ADH antagonists have been shown to prevent/decrease albuminuria in rat models of diabetic nephropathy. In another experiment, forced water drinking reduced a number of measures of diabetic kidney disease in rat models (e.g. proteinuria, nephrosclerosis, renin activity, etc). The article describes some potential mechanisms for this toxicity including the possibility that ADH drives hypertension, increased metabolic demand and mitochondrial dysfunction. The authors provide links to two reviews of ADH as a progression factor in CKD:
- Nature Reviews Nephrology: Vasopressin: a novel target for the prevention and retardation of kidney disease?
- Current Opinion in Nephrology and Hypertension: Vasopressin beyond water: implications for renal diseases
The article then turns to the aldose reductase pathway. Aldose reductase generates sorbitol which is used to protect the tubular and medullary cells from hyperosmolarity. The proposed toxicity comes from the metabolism of sorbitol to fructose and then the metabolism of fructose. Fructose kinase rapidly consumes ATP in the conversion of fructose to glyceraldehyde 3-P and the consumption of ATP can cause ATP depletion and ischemic damage.
A depiction of fructose metabolism alongside glycolysis. The first step of fructose metabolism is wholly unregulated so ATP will be consumed until either there is no ATP or fructose available. |
The article points out that KHK-C, enzyme that burns ATP in the metabolism of fructose, is primarily located in the liver (hence all the liver disease associated with high sugar intake) but is also found in the proximal tubule. High fructose intake has been associated with renal disease in animal models.

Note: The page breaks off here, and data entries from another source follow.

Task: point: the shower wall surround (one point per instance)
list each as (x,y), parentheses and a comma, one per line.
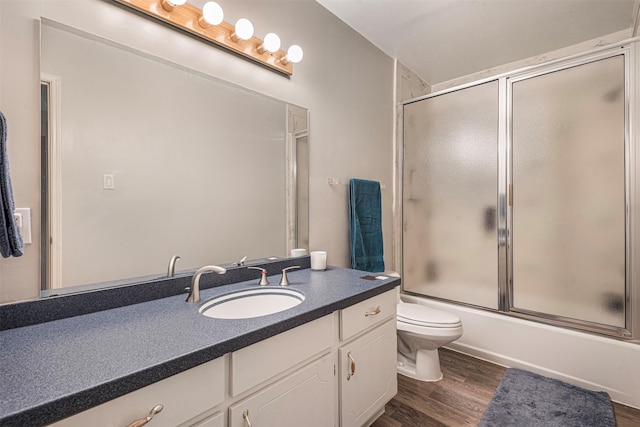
(517,194)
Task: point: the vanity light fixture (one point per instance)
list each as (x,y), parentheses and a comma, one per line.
(209,25)
(271,43)
(169,5)
(242,31)
(294,54)
(212,14)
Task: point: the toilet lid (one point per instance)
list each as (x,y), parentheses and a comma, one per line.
(426,316)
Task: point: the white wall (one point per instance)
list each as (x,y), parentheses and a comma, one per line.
(345,82)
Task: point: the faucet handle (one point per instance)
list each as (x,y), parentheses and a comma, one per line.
(171,269)
(263,280)
(285,280)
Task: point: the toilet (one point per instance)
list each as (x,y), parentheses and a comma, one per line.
(421,331)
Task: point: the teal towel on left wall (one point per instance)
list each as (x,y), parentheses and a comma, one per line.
(10,238)
(365,222)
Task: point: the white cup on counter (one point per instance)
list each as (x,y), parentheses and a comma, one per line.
(318,260)
(298,252)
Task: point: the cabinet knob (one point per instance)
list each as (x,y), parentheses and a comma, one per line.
(245,415)
(142,421)
(373,313)
(352,366)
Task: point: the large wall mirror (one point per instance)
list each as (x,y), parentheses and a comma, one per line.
(144,159)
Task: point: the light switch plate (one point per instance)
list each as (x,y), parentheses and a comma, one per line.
(23,220)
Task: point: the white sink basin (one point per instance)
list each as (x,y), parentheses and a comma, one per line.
(252,303)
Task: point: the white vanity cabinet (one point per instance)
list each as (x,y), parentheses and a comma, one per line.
(367,359)
(304,398)
(335,371)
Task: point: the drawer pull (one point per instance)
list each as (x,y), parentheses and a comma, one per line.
(352,366)
(245,415)
(373,313)
(142,421)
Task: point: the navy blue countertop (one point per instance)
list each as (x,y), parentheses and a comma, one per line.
(52,370)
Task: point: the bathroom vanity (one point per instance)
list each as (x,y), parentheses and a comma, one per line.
(330,361)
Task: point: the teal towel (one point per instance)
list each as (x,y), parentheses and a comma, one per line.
(365,221)
(10,239)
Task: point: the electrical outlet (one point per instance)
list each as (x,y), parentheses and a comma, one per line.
(23,221)
(109,182)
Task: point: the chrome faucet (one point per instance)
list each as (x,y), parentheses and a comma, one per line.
(194,292)
(171,270)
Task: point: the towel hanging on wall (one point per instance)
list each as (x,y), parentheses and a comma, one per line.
(365,222)
(10,239)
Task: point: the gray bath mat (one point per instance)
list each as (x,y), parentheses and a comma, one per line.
(526,399)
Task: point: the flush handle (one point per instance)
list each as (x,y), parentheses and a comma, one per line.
(245,415)
(373,313)
(142,421)
(352,366)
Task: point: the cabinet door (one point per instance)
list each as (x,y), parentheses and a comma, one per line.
(368,377)
(216,420)
(304,398)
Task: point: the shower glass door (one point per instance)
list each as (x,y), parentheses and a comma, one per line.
(450,196)
(568,195)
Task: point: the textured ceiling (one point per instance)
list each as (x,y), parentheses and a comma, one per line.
(441,40)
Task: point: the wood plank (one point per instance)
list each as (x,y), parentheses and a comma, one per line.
(460,398)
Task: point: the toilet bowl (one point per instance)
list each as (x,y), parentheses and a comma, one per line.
(421,331)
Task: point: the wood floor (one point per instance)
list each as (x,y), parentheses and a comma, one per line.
(460,398)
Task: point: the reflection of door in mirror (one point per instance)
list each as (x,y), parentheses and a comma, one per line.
(50,180)
(297,183)
(155,160)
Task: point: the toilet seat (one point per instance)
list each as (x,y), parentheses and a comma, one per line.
(419,315)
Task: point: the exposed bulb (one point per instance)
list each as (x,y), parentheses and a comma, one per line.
(271,43)
(243,30)
(212,14)
(294,54)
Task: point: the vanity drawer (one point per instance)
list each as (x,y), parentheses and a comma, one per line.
(257,363)
(367,313)
(184,396)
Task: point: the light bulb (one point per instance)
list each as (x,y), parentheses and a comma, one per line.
(168,5)
(294,54)
(271,42)
(243,30)
(212,14)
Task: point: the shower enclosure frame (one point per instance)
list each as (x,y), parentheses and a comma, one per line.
(630,50)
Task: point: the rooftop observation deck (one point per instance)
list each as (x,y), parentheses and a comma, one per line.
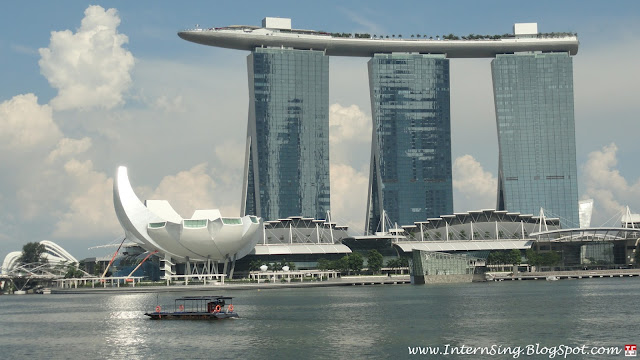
(242,37)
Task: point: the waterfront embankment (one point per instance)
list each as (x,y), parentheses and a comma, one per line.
(229,285)
(560,275)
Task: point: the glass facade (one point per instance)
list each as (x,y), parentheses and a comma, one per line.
(287,161)
(533,96)
(410,175)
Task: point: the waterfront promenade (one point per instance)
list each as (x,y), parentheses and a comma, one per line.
(141,288)
(560,275)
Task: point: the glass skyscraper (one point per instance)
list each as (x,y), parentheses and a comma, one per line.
(533,96)
(410,173)
(287,153)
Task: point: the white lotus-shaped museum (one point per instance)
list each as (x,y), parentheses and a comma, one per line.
(207,236)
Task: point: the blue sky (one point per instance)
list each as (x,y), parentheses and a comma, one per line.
(175,112)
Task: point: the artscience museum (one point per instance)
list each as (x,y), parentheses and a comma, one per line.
(207,237)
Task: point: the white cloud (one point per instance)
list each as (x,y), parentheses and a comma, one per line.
(609,189)
(89,68)
(89,206)
(67,147)
(476,186)
(25,125)
(187,191)
(349,196)
(348,124)
(231,153)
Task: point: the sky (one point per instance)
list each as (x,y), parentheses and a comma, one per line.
(87,87)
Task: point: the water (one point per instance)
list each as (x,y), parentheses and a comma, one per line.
(372,322)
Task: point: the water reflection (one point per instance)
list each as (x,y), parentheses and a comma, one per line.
(340,322)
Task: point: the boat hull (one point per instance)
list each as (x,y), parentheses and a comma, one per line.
(191,315)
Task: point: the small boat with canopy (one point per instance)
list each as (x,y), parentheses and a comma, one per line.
(197,308)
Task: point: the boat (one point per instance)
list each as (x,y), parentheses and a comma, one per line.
(197,308)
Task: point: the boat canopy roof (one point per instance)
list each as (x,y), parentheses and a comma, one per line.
(201,298)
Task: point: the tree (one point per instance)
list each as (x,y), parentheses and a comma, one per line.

- increased osmolality leads to
- increased aldolase activity which leads to
- increased sorbitol
- Sorbitol is metabolized to fructose
- Fructose metabolism causes local ATP depletion and renal damage
The observation that dehydration-induced hyperosmolarity results in renal injury mediated by endogenous fructose (which is produced by the polyol pathway) also raises the question of whether rehydration with fructose-containing drinks, or the chewing of sugarcane (which is rich in fructose), might exacerbate renal injury.
the aminoglycoside of our time? |
Specifically, plasma osmolarity will be affected by both the amount of salt ingested and the timing of ingestion. For example, drinking water followed by eating salty food might have worse consequences than the reverse. Eating salty foods and then drinking fluids to quench the resulting thirst might not be ideal, as the thirst response occurs after vasopressin is released.[ 82 , 83 ]
This is a fascinating and novel look at emerging models of renal failure and shows the how a remote epidemic can stimulate fresh looks at old problems.